第160話 中間管理蛇の憂鬱
えー、結局、魔生対としてはドラゴンが魔法少女ゾンビによる魔法によって生まれた何かしらである事は公表しませんでした。
ただでさえ、誰かが手引した魔法少女ゾンビによるテロ事件が多発してる現状でドラゴンもゾンビだったなんて発表したらどうなるかはフランスを見ればわかりますからね。
恐らく、全世界でゾンビ狩り……いえ、あえてこう言いましょう。魔女狩りが発生することは想像に難くないです。
そうなれば、白さんが拾ってきた善良系ゾンビの3人も、それを保護している魔生対も、というかそもそも私だって様々な非難に晒されてしまうでしょう。
というかですね?
この惨状を作り出したのに一役も二役もかってるふぁっきん邪神はどこに行ったんでしょうね?

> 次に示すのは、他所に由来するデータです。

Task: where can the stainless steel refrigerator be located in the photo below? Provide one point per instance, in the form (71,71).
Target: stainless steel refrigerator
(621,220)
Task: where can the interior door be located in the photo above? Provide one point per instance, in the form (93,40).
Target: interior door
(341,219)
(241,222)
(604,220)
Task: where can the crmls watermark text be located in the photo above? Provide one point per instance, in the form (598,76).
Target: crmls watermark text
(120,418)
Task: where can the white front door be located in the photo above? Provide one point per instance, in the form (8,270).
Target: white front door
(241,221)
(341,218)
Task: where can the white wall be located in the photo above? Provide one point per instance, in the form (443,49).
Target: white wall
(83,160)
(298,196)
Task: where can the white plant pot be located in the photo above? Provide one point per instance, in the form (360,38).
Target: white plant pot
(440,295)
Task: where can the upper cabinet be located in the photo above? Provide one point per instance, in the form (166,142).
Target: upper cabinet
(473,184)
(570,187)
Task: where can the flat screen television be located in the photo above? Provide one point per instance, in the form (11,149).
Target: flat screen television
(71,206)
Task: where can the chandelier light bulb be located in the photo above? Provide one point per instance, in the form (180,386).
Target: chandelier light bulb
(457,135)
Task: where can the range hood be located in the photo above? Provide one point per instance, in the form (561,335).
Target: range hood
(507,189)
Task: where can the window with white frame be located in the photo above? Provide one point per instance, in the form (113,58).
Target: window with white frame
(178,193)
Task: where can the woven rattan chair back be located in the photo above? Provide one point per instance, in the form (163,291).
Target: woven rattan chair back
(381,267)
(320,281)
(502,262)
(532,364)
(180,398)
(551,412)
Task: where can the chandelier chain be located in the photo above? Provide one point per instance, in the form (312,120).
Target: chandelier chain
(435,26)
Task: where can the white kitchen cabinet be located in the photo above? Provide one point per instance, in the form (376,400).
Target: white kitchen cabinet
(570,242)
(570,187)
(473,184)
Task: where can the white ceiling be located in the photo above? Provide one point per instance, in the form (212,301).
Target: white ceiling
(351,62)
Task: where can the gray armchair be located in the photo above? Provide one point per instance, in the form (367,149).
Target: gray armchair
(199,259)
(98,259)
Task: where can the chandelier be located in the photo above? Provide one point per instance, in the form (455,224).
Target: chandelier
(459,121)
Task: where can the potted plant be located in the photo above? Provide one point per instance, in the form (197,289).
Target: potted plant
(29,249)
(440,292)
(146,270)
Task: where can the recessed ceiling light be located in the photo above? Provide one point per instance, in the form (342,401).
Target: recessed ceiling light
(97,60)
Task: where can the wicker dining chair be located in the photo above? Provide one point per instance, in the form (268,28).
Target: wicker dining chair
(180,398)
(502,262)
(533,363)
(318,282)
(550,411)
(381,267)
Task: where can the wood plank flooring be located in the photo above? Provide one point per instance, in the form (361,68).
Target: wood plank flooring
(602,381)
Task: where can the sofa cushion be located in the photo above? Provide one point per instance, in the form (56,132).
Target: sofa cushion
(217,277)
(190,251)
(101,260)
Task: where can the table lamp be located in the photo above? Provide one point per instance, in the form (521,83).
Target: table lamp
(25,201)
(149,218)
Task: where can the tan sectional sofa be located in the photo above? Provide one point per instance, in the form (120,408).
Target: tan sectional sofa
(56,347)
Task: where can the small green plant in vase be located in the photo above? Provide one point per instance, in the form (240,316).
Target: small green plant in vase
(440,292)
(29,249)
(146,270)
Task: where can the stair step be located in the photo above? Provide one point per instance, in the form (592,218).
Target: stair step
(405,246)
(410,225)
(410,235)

テロ活動が開始されてからこっち、邪神系のじゃロリは一切姿を表さなくなりました。
これ、絶対怒られると思って逃げてますよね?
と、そんな事を考えながらいつものように影からにゅるっと魔生対に出勤します。
ちなみに、びっくりするからという理由で待機室に直接出勤するのは禁止にされました。
なので、最近だと基本的に無人の会議室に出てから各々の目的地へ移動する感じになってます。
で、学生でもメカでも無い私は基本的に待機室へ直行してだらだらするのが日課なわけなんですが……。
なんか、待機室のドアの前でえっと、忍者の子……。八瀬さんでしたっけ?が部屋の様子を伺いながらまごまごしているのが見えました。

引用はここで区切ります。